Weintraub has published numerous articles in professional journals and other edited volumes. His teaching and research have traced the connection between mathematics and economics at technical, methodological or historical, and micro and macro levels. A broad theme of later work has been the transformation of economics from a historical to a mathematical discipline, as in General Equilibrium Analysis (1985),Stabilizing Dynamics: Constructing Economic Knowledge (1991),How Economics Became a Mathematical Science (2002)., and "Finding Equilibrium: Arrow, Debreu, McKenzie and the Problem of Scientific Credit" co-authored with Till Düppe (2014). The latter was awarded the 2016 Joseph J. Spengler prize for best book by the history of economics society.
He also wrote for and edited Towards a History of Game Theory (1993) and more recently two historiographic volumes. His books have been variously translated into Japanese, Chinese, French, Spanish, Hungarian, and Italian.
Currently he is Associate Editor of the journals History of Political Economy and the Economics Bulletin, and Co-Editor of the book series Science and Cultural Theory.
He has held visiting positions at the University of Hawaii, UCLA, the Sapienza University of Rome, the University of Bristol, and the University of Venice.
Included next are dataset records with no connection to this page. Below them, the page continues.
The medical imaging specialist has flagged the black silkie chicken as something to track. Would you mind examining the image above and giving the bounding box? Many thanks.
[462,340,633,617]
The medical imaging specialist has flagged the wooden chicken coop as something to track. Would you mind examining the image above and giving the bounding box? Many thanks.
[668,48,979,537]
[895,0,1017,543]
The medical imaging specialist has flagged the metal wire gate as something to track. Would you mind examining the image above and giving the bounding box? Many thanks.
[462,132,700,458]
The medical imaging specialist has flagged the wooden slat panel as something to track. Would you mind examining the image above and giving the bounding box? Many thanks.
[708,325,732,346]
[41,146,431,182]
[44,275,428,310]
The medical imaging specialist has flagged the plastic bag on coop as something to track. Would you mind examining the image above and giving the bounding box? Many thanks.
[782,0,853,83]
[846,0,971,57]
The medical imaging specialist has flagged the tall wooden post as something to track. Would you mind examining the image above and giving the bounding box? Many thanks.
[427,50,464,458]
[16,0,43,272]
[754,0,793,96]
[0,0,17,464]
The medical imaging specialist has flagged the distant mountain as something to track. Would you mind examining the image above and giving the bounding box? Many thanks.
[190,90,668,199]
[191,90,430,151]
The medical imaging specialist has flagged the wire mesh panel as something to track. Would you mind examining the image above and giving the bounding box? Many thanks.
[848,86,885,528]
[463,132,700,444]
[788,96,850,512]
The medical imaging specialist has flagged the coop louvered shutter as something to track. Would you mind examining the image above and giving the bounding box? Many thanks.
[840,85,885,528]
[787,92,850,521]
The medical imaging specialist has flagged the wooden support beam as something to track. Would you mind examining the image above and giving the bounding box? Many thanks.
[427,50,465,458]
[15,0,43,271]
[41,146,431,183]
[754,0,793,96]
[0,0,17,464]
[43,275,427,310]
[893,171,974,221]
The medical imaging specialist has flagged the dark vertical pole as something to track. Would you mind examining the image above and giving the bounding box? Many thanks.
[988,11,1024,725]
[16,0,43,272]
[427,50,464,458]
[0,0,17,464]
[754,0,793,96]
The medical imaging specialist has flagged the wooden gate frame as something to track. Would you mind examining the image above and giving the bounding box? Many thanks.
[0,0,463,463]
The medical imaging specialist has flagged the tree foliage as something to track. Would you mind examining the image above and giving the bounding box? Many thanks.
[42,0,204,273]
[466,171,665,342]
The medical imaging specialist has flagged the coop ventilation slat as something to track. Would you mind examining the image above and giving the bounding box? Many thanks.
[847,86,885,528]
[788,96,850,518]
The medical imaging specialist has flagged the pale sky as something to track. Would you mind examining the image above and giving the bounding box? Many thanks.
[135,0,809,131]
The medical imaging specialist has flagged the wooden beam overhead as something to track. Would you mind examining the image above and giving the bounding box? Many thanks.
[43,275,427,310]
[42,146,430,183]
At Duke he was Director of Graduate Studies in the Department of Economics from 1972 to 1983, Chair of that department from 1983 to 1987, Acting Director of the Institute of Statistics and Decision Sciences in 1987, Director of the Center for Social and Historical Studies of Science from 1995–1999, and has twice chaired the Academic Council. From 1993 to 1995, he served as Acting Dean of the Faculty of Arts and Sciences. He has served terms on the Advisory Committee on Appointments, Promotion, and Tenure, the Academics Priorities Committee, the Faculty Compensation Committee, and has chaired the President's Advisory Committee on Resources. He served for many years as a pre-major advisor and a teacher of first-year seminars, and has been Director of the Honors Program for the Department of Economics, and Faculty Fellow in the former Edens Federation for Residential Life.